The discussion of your company should begin with your mission statement – a one or two sentence description of the purpose of your business and to whom your product or service is targeted. Not being clear in your mission statement indicates that you are not clear about the purpose of your company. If you need assistance or want to see some examples, check out the business description toolbox.
Describe Your Company
Once you have your mission statement, you can then discuss the more "technical" aspects of your company. Remember that you're telling your company's story, so even though there are specific areas you will need to cover, you will want to keep it lively and interesting. Some areas you should include are:
- What type of business is it? Wholesale? Retail? Manufacturing? Service?
- When was the company founded? Is it a start-up, or an established enterprise? What is the story behind the founding of the company?
- What is your business' legal structure? Sole proprietorship? Corporation? Partnership?
- Who are the company's principals? What pertinent experience do they bring?
- What market needs will you meet? Who will you sell to? How will your product(s) or service(s) be sold?
- What support systems will be utilized? Customer service? Advertising? Promotion?
- Your company's focus often depends on your market. A small town general store can sell groceries, hardware, newspapers, and gasoline because they may be the only store that sells those items in the area. A larger market would require greater specialization to set yourself apart from the competition.
- Small business owners often get stuck using existing labels which don't accurately describe their companies. Ask yourself what business are you really in? What true benefits do you provide? For example, if you create corporate newsletters, are you just a "newsletter publisher" or do you "help large companies communicate important information to their clients and prospects."
- If you're an established company, give a brief history and cite prior sales and profit figures. If you've had losses or other setbacks, explain why, and discuss what is being done to correct them. Has company ownership changed hands? Be sure to talk about why it was sold.

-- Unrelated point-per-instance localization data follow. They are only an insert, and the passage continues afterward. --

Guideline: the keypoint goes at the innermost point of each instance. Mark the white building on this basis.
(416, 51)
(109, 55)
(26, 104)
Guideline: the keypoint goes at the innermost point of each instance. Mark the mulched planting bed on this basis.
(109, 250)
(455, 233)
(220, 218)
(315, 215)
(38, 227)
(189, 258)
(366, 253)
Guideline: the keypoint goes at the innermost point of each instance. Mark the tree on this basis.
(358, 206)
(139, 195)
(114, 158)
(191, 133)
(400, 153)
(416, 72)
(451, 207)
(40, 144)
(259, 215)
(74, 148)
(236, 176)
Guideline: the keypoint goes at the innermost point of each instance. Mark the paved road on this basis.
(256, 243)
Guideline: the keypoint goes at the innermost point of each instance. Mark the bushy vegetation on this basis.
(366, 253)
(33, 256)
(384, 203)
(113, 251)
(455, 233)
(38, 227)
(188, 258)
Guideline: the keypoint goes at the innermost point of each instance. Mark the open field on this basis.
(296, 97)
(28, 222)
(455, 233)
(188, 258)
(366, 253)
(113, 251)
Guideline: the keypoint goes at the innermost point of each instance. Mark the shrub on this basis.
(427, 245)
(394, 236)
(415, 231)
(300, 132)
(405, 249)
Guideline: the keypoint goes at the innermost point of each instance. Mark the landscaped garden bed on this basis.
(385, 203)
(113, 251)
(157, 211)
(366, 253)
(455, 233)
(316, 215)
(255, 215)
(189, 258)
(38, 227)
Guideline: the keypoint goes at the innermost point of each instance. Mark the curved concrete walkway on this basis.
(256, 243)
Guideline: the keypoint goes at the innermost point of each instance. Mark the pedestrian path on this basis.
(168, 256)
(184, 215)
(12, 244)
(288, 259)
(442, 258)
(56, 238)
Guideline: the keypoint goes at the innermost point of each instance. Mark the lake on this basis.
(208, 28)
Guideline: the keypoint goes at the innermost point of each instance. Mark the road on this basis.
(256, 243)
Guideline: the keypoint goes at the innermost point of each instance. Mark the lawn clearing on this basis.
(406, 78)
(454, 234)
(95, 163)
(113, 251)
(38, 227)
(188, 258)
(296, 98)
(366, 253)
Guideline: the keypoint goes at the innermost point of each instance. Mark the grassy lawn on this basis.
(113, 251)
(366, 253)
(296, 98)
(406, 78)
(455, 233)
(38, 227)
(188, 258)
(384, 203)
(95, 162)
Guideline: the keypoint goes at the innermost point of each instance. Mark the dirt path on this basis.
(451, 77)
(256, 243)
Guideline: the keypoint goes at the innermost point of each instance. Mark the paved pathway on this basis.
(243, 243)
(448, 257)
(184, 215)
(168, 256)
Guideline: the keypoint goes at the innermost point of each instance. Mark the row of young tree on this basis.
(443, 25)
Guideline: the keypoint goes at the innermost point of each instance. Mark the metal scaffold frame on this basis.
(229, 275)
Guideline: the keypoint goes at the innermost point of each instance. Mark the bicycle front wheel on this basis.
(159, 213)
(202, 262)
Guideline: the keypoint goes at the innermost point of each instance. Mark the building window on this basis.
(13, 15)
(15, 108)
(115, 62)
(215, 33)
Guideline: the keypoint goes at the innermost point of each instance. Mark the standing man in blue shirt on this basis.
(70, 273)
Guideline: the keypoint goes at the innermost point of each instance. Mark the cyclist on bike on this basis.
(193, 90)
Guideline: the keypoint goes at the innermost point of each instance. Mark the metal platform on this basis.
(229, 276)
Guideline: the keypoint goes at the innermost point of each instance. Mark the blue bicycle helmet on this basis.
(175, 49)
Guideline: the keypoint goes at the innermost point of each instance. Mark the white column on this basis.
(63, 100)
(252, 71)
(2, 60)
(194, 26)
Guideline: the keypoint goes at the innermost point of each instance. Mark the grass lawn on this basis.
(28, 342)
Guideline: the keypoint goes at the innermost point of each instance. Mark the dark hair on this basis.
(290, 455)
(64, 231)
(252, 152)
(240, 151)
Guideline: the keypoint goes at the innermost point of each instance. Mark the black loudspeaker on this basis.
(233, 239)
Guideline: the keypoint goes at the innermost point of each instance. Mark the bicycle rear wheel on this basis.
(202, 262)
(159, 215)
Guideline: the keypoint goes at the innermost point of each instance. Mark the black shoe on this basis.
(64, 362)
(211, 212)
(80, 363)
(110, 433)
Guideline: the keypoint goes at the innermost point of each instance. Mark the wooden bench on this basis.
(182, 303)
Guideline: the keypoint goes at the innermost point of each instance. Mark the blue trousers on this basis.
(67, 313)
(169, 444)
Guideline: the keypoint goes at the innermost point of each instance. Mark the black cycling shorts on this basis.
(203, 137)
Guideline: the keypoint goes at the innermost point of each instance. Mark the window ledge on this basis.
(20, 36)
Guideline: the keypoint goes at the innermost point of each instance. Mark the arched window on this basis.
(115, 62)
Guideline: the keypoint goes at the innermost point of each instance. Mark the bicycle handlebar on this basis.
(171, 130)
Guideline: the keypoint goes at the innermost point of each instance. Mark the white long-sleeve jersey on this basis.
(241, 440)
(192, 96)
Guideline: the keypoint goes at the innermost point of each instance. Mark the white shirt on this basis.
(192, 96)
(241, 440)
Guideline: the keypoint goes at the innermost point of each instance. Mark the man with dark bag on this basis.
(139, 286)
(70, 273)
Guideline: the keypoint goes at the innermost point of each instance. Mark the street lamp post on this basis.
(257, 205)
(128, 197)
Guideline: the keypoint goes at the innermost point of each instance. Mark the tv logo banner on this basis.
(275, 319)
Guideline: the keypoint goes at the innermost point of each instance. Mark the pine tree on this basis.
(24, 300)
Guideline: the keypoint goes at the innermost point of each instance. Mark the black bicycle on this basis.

- When discussing the company's principals, you don't need to run a complete resume – save that level of background for later in the plan. But don't be too brief, either. Don't just say "Ajax Financial Services is being founded by Jean Smith." Instead, it's stronger to write something like, "Founder and President Jean Smith, former Chief Financial Officer of Acme Industries, brings 25 years of experience in financial services to Ajax Financial Services."